There are a number of definitions of mysticism that limit it only to ecstatic oneness with the divine spirit. This is bothering me right now because (coincidentally) I’m in the middle of A.J. Heschel’s book on the prophets, and he is very firm about contrasting prophecy to (and separating it from) mysticism, which he finds limited in that way. Now, I love Heschel, and I find what he has to say about prophecy quite moving and persuasive, but I keep arguing with him in my head about mysticism, which isn’t even his main topic.
nm–
His father was a great Rebbe, but when Heschel became a Rabbi, I believe it was in the late 30s, and around a time many Jews were experiencing existential crisis’s.
I find him interesting on an intellectual level, but on a spiritual level, he leaves me empty.
BTW, we have a program at Sherith Israel where we study with a study partner on Tuesday afternoons, and you’d be more than welcome. We’re also getting ready to start Kabbalah classes again in the evening starting in a few weeks.
Do you know Margot Nash? (Sarah Rivka) She’s my best female friend in Nashville, and is head of Sisterhood at Sherith. She’s Hasidic, and she runs a lot of these classes. I’d be more than happy to tell her about you if you would like to join.
Kat has my phone number, and you can call me for more info, or email me, MissSharonCobb@aol.com.
Kat–
Thanks for answering my question. There’s so much I don’t know about Christian mysticism. It seems to me from the little I’ve read, the Counsel of Nicea struck a lot of parts of the Christian Bible that dealt reincarnation and transmigration and whatnot to control the people.
What’s your take on that?
Different strokes; Heschel’s insights have gotten me through some very difficult times. And thanks for the invite — it sounds like an admirable program, and it amazes me that the Orthodox provide this for women in Nashville while the Conservative don’t. But unfortunately my job is completely inflexible about hours and I can’t get away in the afternoons.
nm–
I used to belong to West End, and rarely were there even get togethers for everyone. For a while, we had a semi private (elitist?) study group with Rabbi Roth and 10 hand picked people, (picked by Roth) but that was several years ago.

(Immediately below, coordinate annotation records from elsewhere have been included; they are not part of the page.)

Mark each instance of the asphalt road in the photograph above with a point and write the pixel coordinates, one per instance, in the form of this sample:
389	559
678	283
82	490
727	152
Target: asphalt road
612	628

The Hasids are very good about outreach, and the Hasidic women are big time into taking control of their own studies and lives.
Hasids are very big on studying not just Torah, but mysticism. Most of the villages where the Rebbes came from in Russia based their sects on mysticism. (You probably know that…just letting you know in case you didn’t know that)
When we start night classes again in Kabbalah, let me know if you’re interested.
BTW, the women are great and very friendly and never try to push their level of observance on anyone else.
I wear leggings and usually a John Lennon or Beatles tee shirt and don’t cover my hippie hair. It’s all very laid back and fun. They’re very kind.
Please feel free to join us when night classes start.
Um, I should have said that it would amaze me that the Conservative congregation here doesn’t offer study groups if anything about that congregation amazed me any more. And, in keeping with the concept of different strokes for different folks, that’s all I’ll say about that.